Unlike giving birth, adoption is an industry. It is directly beholden to the laws of supply and demand. This factor creates a certain cognitive dissonance in the minds of the hopeful family, who would rather think of adoption as a process leading to a child they can hold and love and send to the best school in their region. Instead, they're stuck in endless business transactions, negotiations, and bending to the laws of supply and demand.

Therefore, the family who steps through that door of becoming a multiracial family is quite common. families have different reasons for choosing to adopt a child of a different race. But once they have joined the club, they are in it for life.

It would be nice if interracial families were a big club.

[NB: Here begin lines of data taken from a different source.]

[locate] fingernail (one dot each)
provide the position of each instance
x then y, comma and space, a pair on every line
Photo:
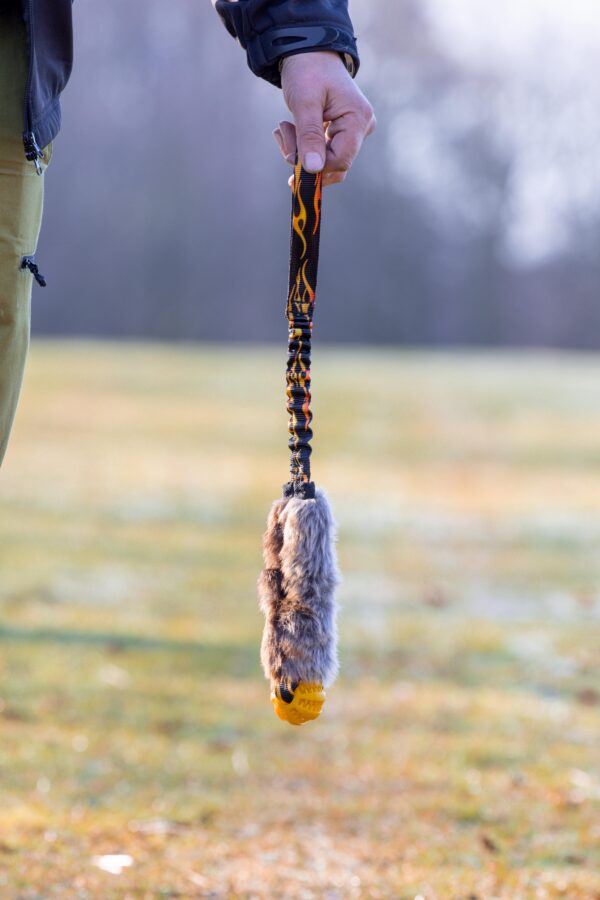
279, 139
313, 162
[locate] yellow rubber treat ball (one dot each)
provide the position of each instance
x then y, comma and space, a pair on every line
298, 704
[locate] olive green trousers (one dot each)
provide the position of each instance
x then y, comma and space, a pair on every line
21, 201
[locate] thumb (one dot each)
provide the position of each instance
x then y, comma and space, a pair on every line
311, 137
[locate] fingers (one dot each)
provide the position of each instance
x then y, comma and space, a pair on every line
285, 135
310, 135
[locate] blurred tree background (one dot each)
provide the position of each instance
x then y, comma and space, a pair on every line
471, 217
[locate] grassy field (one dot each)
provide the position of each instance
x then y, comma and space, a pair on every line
458, 755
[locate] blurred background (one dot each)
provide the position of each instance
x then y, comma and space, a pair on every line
457, 755
472, 215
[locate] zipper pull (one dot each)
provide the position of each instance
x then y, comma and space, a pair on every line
28, 262
32, 151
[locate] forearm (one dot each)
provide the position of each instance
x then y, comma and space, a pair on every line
271, 29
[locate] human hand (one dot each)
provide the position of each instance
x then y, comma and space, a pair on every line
332, 116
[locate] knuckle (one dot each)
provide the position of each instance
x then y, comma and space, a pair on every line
367, 113
343, 162
311, 131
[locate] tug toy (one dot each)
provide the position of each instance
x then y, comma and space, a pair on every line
297, 585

Unfortunately, while racial identity can dictate a person's sense of belonging, interracial families may find themselves automatically marginalized. We make our own clubs in order to feel less alone, and to help our children feel less alone. Our worldview changes - news articles about racial tensions catch our eye. Racial equality becomes extremely important - for the wellbeing of our children, which of course is our highest priority in life. We scan classrooms and soccer fields for skin tones that had never interested us before. When we chat with other parents, we put out feelers to find out if those parents' children are experienced with racial diversity. We scour every lesson and eavesdrop on every backyard conversation for signs of intolerance. We endure curious stares in public and field awkward questions. We start to be suspicious of our neighbors, because one of them turned out to be a shameless bigot and we never know when another bigot will show up.

And if we ignore the racism that shows up in everyday society, we leave our children to deal with it by themselves. If we're not vigilant, the problem won't go away. We just blind ourselves to the issues that our children can't avoid. We can promote racial tolerance with all our hearts - in fact, just existing is a form of promoting racial tolerance. We love our kids of different races. As people see that, they'll become more accustomed to the idea. But love alone won't end racism. There's an awful lot of people out there in the world, and not very many of them are looking to you for examples of how to behave.

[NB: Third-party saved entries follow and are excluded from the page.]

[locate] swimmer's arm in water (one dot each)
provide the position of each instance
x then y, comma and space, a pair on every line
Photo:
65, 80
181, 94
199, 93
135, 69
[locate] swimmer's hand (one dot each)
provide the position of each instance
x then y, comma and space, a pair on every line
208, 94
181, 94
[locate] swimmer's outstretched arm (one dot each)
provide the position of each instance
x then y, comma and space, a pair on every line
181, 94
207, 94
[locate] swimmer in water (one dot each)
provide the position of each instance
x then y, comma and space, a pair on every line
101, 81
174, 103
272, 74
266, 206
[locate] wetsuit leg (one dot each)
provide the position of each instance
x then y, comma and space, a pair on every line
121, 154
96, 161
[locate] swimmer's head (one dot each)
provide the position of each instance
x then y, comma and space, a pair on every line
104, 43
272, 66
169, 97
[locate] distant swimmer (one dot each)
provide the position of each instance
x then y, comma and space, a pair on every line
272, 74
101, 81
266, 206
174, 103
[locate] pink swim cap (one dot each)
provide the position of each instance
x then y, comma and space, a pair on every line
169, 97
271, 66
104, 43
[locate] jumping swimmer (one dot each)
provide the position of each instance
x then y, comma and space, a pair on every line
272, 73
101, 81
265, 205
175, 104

And no matter what your race is or your child's race is, just the fact of being adopted creates its own issues for your child. Yes, that child is yours. You love her and she loves you. Adoption is for life (usually) and it's for real (usually). (All the recent cases of adoptions gone wrong make me feel like I have to add all these horrible disclaimers.) But the phrase "You're mine" means something slightly diferent when you say it to an adopted child. That different meaning is okay. It's still as sincere and as true.

But don't pretend the relationship is exactly the same in every way as it is to a child by birth. The child knows the differences. The child knows that society knows the differences. If you cannot acknowledge the differences, again, you're leaving your child to deal with it by herself.

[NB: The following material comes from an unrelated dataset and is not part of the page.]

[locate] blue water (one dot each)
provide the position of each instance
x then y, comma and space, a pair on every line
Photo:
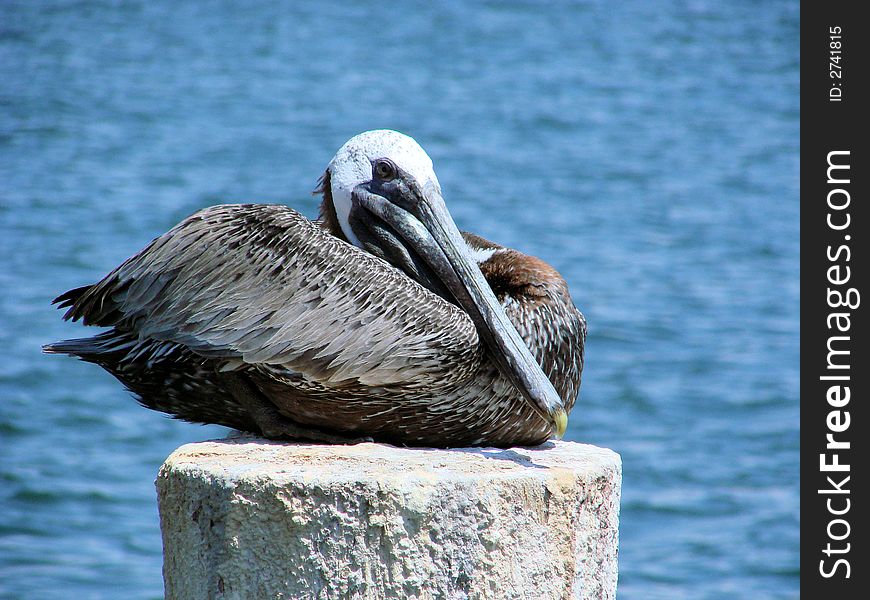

I'm not saying that infertile couples should not adopt. (I've heard other people say that. I'm not gonna.)

I'm not saying that adoption is a grueling process that is not for the faint of heart and will beat you in the end. (There are some horror stories, but most of us break through the bureaucracy and find exactly what we'd wanted - a wonderful child who we love.)

I am saying that racial and/or adoption issues will change you, and that it helps to be prepared for that change and to make it willingly.

And I'm saying that adoption is not a morally superior alternative to fertility treatments. Nor is it a carbon copy of giving birth. It is not easy, and there's nothing "just" about it.

But mostly what I'm saying is that trolling the internet, leaving "just adopt" comments everywhere, is reprehensible and decidedly unhelpful. It is a mark of the perpetually uninformed and incompassionate. Adoption is not a decision to be made under the pressure of random internet commenters, but from one's own heart.

Reassure yourselves, random commenters. If the blogger you feel the need to advise is moved to adopt, he or she will adopt of his/her own free will. Or not. No additional justification to you is required.

1 comment:

  1. Man, did you ever hit the nail on the head with this post! Thank you so much!